At 7:45 the bus halted at the border of the East Zone of Germany. Out of a small control-point shack came two soldiers in brownish uniforms with green tabs. They were from the East German army, and they inspected the bus quickly. Behind them two short, tough-looking Soviet soldiers in fur caps stood and watched.
Once on the Autobahn which runs between Berlin and Leipzig, we were able to see the drab emptiness of the East Zone. Whereas in West Germany new building developments spring up in a matter of months, there seems to be almost no building here. Much war damage remains unrepaired. Bullet holes pockmark the buildings.
As we approached Leipzig, we began to pass buses carrying fans to the match. In the city everyone seemed to be walking toward Central Stadium, although it was still two hours before game time.
Over the Hotel Astoria, where 18 Soviet soccer men were staying, hung a red flag with its hammer and sickle. Around the corner, 16 Polish players were living at the Hotel International. Between them, on the front of an office building, was strung a long red banner which announced: "1917-1957—40 years that changed the world."
Out by the high walls of the stadium, which was only finished in August 1956, the crowd was even thicker. Soviet officers and soldiers moved among East German civilians. Of the 100,000 seats in the stadium, which also has room for 10,000 standees, 12,000 seats had been turned over to Soviet troops and officials in East Germany. Not many Russians had traveled to Leipzig from Russia, but 4,000 Poles, some of them rewarded for having exceeded their work norms, had come from Poland. They were strongly in evidence on one corner where a group of young boys were blowing horns, waving red and white Polish flags and hoisting a placard which read, "Footballers, you will see. Poland goes to Sweden."

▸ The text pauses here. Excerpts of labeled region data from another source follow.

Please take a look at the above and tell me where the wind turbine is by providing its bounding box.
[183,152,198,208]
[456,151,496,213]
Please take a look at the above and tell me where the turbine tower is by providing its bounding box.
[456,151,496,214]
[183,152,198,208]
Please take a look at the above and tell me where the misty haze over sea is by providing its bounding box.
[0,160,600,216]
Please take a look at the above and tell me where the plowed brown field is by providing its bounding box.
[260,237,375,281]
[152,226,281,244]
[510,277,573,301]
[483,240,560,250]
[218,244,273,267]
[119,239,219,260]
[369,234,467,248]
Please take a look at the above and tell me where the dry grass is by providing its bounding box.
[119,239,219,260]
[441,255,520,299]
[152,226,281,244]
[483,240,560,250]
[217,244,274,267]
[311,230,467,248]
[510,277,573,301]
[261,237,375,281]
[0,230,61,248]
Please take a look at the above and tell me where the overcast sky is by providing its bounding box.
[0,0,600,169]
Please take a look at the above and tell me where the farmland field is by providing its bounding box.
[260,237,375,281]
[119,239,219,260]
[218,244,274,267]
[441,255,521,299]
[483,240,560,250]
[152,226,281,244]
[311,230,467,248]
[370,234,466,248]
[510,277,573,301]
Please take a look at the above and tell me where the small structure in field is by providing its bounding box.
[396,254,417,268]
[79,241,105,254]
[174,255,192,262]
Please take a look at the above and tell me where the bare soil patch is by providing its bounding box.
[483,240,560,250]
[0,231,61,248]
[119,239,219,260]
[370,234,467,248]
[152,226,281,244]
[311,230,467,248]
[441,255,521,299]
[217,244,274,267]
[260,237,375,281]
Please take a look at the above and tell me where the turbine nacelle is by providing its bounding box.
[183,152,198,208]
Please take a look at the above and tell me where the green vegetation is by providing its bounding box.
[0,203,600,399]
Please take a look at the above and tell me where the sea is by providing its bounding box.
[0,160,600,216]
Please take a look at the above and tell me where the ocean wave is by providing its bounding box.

The beautiful stadium was packed for the kickoff. At one end between the flags of Russia and Poland surprisingly flew the Union Jack of Great Britain. This unusual nod to the English was for the referee of the day, John Holden Clugh. Clugh had refereed the first two games so well that both teams had requested him for the playoff.
In the first few minutes of play the teams looked confusingly similar. The Russians in red jerseys, white pants and red socks were slightly bigger than the Poles in their white jerseys, red pants and red socks with single white stripe. The Russians had fielded a team consisting of Jaschin (goalkeeper), Ogonkow (right back), Kessarew (center half, called middle back in the Russians' concentrated defensive system, also used by the Poles), Kusnewzow (left back), Winow (right half), Captain Igor Netto (left half), Tatuschin (outside right), Jwanow (outside left), Mamedew (center forward), Strelzow (inside left) and Kowaljow (outside left). Pregame stars were the fantastic acrobat Jaschin, Ogonkow, Netto and Strelzow, who was injured with a pulled muscle in his thigh.
On the Polish team, only Captain Gerhard Cieslik was cited a pregame man to watch, as when the Poles win it is more through spirited teamwork than individual efforts.
The Poles began with a burst of clever and precise midfield passing that had many of the spectators hopefully murmuring, "The Poles are better. The Poles are just missing goals by inches."
Indeed, the Poles were consistently down around the Russian goal. They seemed more hopped up and more certain of themselves, although Referee Clugh said after the match that the tension in both teams, just before the kickoff, had been so apparent that many Russian and Polish players were actually trembling.